U.K. Foreign Secretary David Cameron said Saturday that Britain “will be taking action” against the Russians responsible for the death of Alexei Navalny.
Speaking to broadcasters in Munich, Cameron said “there should be consequences” for “appalling human rights outrages like this.” He said Britain would “look at whether there are individual people that are responsible and whether there are individual measures and actions we can take.” Cameron did not say whether the response would consist of financial sanctions or other measures.
U.S. President Joe Biden Friday said Washington doesn’t know exactly what happened, “but there is no doubt that the death of Navalny was a consequence of something Putin and his thugs did.
The Kremlin bristled Friday at the outpouring of anger from world leaders, with Putin’s spokesman, Dmitry Peskov, saying the statements are “unacceptable” and “outrageous,” noting that medics haven’t issued their verdict on the cause of Navalny’s death.
Navalny had been jailed since January 2021, when he returned to Moscow to face certain arrest after recuperating in Germany from nerve agent poisoning he blamed on the Kremlin. He was later convicted three times, saying each case was politically motivated, and received a sentence of 19 years for extremism.

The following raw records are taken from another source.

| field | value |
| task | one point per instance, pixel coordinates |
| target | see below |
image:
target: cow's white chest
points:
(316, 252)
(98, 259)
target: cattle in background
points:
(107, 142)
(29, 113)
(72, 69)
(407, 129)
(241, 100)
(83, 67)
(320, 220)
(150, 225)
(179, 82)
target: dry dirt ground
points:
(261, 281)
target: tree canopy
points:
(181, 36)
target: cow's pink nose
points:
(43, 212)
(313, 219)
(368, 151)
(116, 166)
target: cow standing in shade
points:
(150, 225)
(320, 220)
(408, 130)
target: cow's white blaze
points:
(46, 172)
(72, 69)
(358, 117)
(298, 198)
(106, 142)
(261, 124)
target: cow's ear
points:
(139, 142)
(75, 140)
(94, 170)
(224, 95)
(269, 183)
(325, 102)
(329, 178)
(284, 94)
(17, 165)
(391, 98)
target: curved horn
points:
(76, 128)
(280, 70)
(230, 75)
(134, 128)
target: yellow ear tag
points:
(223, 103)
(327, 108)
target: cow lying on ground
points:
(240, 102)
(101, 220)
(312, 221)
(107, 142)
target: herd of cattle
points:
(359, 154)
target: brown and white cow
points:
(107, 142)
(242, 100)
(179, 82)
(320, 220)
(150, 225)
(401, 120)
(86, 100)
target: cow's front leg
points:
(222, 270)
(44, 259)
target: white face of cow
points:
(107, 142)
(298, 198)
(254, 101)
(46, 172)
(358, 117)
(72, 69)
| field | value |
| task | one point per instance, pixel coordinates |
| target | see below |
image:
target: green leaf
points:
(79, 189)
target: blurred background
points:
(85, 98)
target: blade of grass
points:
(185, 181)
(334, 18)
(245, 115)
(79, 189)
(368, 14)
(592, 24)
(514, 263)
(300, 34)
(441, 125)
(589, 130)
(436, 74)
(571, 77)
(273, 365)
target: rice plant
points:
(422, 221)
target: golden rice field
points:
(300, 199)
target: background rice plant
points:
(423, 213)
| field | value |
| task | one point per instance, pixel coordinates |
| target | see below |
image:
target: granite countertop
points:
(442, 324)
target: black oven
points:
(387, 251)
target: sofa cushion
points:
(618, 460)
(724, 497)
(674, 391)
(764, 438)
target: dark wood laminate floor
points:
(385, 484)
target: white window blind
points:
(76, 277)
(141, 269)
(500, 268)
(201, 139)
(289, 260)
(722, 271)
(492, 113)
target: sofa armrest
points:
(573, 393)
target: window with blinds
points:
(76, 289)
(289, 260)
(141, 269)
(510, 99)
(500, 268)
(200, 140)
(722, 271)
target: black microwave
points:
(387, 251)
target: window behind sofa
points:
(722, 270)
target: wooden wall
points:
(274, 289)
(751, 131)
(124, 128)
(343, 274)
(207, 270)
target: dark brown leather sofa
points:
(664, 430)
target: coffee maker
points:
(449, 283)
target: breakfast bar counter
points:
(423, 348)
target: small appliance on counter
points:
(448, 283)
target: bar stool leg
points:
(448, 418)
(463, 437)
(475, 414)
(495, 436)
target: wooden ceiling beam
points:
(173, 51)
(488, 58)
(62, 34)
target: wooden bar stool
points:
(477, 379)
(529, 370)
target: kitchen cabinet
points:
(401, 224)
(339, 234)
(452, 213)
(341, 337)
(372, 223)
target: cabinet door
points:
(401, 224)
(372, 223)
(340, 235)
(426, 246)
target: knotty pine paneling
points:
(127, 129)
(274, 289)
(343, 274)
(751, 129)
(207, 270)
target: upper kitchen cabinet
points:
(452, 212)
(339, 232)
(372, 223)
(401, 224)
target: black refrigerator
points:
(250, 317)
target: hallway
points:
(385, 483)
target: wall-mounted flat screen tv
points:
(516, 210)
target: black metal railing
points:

After the last verdict, Navalny said he understood he was “serving a life sentence, which is measured by the length of my life or the length of life of this regime.”
The news of Navalny’s death comes less than a month before an election that will give Putin another six years in power.
It shows “that the sentence in Russia now for opposition is not merely imprisonment, but death,” said Nigel Gould-Davies, a former British ambassador to Belarus and senior fellow for Russia & Eurasia at the International Institute for Strategic Studies in London.
Hours after Navalny’s death was reported, his wife, Yulia Navalnaya, made a dramatic appearance at the Munich conference.
She said she was unsure if she could believe the news from official Russian sources, “but if this is true, I want Putin and everyone around Putin, Putin’s friends, his government to know that they will bear responsibility for what they did to our country, to my family and to my husband.”
Associated Press writer Katie Marie Davies in Manchester, England contributed to this report.